The increase in retirement account value can be attributed to a number of factors, particularly the stock market’s performance over the past few years, said Kevin Barry, president of workplace investing at Fidelity Investments. Another contributing factor is a drop in the percentage of employees with 401(k) loans, to 20.5 percent, it’s lowest since the middle of 2009.
Young investors are making gains, according to Fidelity’s compilation. The average IRA balance for millennials, those born between 1981 and 1997, increased to $15,150 with a 19 percent increase in participation rate from the year prior. Seventy-five percent of those IRA accounts receiving contributions were Roth IRAs.

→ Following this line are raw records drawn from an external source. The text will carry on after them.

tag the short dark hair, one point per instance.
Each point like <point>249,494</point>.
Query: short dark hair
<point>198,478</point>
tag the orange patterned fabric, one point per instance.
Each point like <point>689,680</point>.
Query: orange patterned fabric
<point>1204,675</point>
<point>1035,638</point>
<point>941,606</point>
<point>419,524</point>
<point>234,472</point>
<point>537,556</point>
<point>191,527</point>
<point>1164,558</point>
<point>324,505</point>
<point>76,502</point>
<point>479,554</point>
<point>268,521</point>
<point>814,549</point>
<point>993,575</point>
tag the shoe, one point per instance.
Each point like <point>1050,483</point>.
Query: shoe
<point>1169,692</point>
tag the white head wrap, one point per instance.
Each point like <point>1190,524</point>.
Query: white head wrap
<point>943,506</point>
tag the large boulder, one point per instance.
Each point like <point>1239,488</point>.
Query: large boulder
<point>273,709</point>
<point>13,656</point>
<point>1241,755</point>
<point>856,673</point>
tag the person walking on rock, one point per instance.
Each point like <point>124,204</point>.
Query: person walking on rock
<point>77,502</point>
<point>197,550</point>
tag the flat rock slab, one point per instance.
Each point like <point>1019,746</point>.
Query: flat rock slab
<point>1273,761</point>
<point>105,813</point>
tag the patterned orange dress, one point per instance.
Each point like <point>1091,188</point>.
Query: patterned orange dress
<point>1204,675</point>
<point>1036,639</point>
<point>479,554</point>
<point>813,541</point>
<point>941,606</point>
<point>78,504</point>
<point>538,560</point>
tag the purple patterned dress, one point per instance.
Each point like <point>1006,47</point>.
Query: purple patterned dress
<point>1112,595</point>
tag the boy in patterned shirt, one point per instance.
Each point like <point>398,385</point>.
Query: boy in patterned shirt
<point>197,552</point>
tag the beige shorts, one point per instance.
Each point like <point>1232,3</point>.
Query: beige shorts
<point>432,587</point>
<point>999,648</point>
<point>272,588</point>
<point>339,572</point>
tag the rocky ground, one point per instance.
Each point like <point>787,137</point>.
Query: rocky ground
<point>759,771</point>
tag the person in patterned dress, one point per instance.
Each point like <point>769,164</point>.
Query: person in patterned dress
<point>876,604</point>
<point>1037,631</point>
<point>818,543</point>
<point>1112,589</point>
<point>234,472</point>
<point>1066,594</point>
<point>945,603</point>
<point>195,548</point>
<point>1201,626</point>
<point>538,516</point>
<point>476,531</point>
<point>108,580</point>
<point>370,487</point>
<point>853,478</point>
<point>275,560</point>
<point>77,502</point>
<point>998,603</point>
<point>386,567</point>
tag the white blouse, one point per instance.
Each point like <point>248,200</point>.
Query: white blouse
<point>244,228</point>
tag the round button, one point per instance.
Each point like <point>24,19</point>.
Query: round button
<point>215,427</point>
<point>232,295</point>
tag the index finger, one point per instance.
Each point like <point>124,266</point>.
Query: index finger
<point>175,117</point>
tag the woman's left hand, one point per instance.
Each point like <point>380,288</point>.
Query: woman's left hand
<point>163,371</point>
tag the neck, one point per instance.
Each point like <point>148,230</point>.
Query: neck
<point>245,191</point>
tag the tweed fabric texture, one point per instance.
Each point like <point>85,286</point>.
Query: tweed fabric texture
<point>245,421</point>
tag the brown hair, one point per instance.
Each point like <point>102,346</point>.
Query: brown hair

Although women made up 46.8 percent of the total workforce as recently as 2015, a number the Bureau of Labor Statistics predicted to grow to 47.2 percent by 2024, they’re still underrepresented in retirement funding. Just 21 percent of 401(k) millionaires and 26 percent of IRA millionaires were women, according to the report.
The midyear stats also showed that auto-enrolling has gained in popularity over the past decade. In 2008, just 15 percent of plans auto-enrolled employees, a figure that is now at 33 percent. “Auto enrollment positioned an entire generation of workers to build their retirement nest eggs,” said Barry.